Ma quindi, calcio a parte, come e di cosa vivono le atlete italiane?
«L’escamotage, per atleti ed atlete di discipline singole, è quello di entrare in gruppi militari, dove vengono assunti. E come soldati assunti, hanno una doverosa protezione. Il paradosso è quindi che il medagliere italiano, l’eccellenza dell’eccellenza, è incredibilmente militarizzato. In questo, siamo un caso unico in Europa, a parte in Russia».

Parliamo però di società che a questa richiesta risponderebbero che non possono permettersi la contrattualizzazione in blocco delle atlete.
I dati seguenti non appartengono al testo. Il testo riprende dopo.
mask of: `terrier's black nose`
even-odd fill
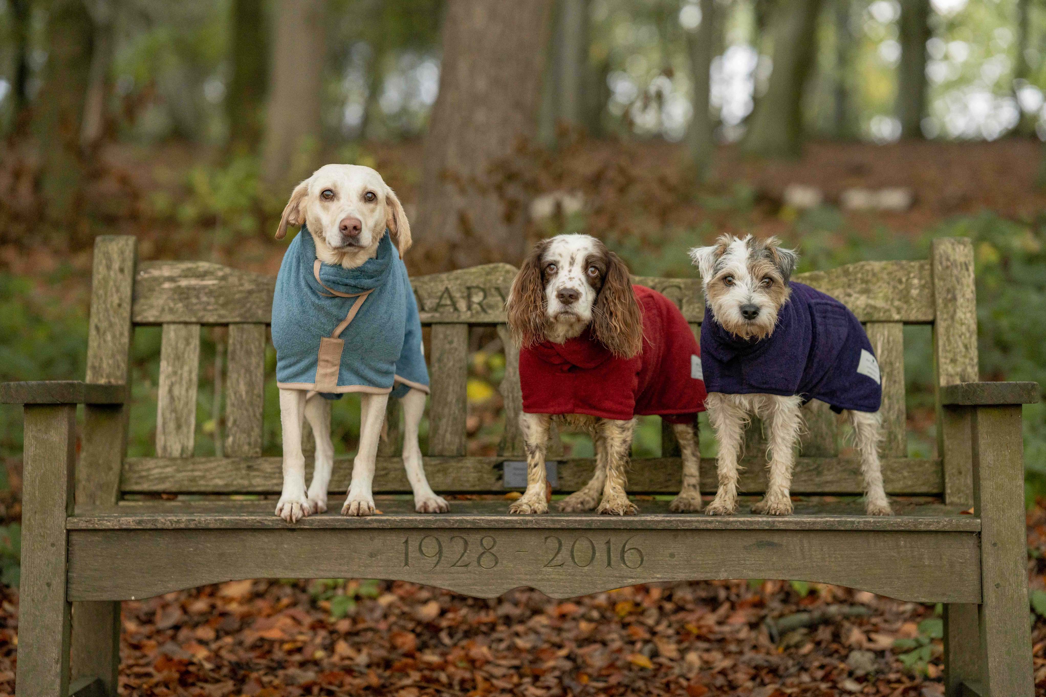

«Ma le condizioni economiche dei datori di lavoro non possono far cambiare le tutele del lavoratore! Se non costruiamo delle tutele, nello sport così come in atri settore, i lavoratori non saranno tutelati mai. Certo, è evidente che lo Stato deve aiutare le società nella fase di passaggio, ma questa non può essere la ragione principale per una mancanza di diritti. Anche perché, lo ricordo, parliamo di migliaia di lavoratori e lavoratrici che fanno professionismo vero, portando a giri d’affari di milioni di euro in alcuni club – hanno quindi tutto il diritto di veder riconosciuti i loro diritti».
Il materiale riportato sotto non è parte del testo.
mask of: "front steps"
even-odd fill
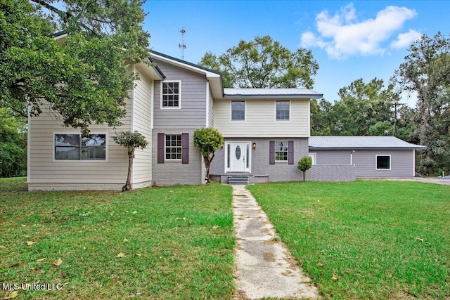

Quali sono le prospettive, per il futuro?
«Questo governo è il primo a parlare di lavoro sportivo, cosa che noi chiediamo da anni. Hanno annunciato una grande riforma a riguardo, hanno istituito una nuova realtà, Sport e Salute che diventa collettore dei fondi e prenderà il posto della Coni Servizi. Come si svilupperà il tutto, deve ancora essere compreso, ma quello che abbiamo scoperto con piacere è appunto che all’interno del progetto c’è l’istituzione del lavoro sportivo».

Perché l’impressione è che il calcio femminile sia in fase di sprint?
«Perché in effetti il movimento calcio femminile ha subito un’accelerazione. La Uefa ha chiesto a tute le federazioni nazionali di investire sul movimento femminile due anni fa, finanziandone economicamente lo sviluppo, perché ha capito che potenzialità ci sono. Finanziamenti dati perché venissero fatte delle operazioni di promozione importanti – ecco perché la Figc due anni fa ha promosso lo sviluppo del calcio femminile, chiedendo ai club di creare sia delle divisioni femminili in serie A sia nei vivai».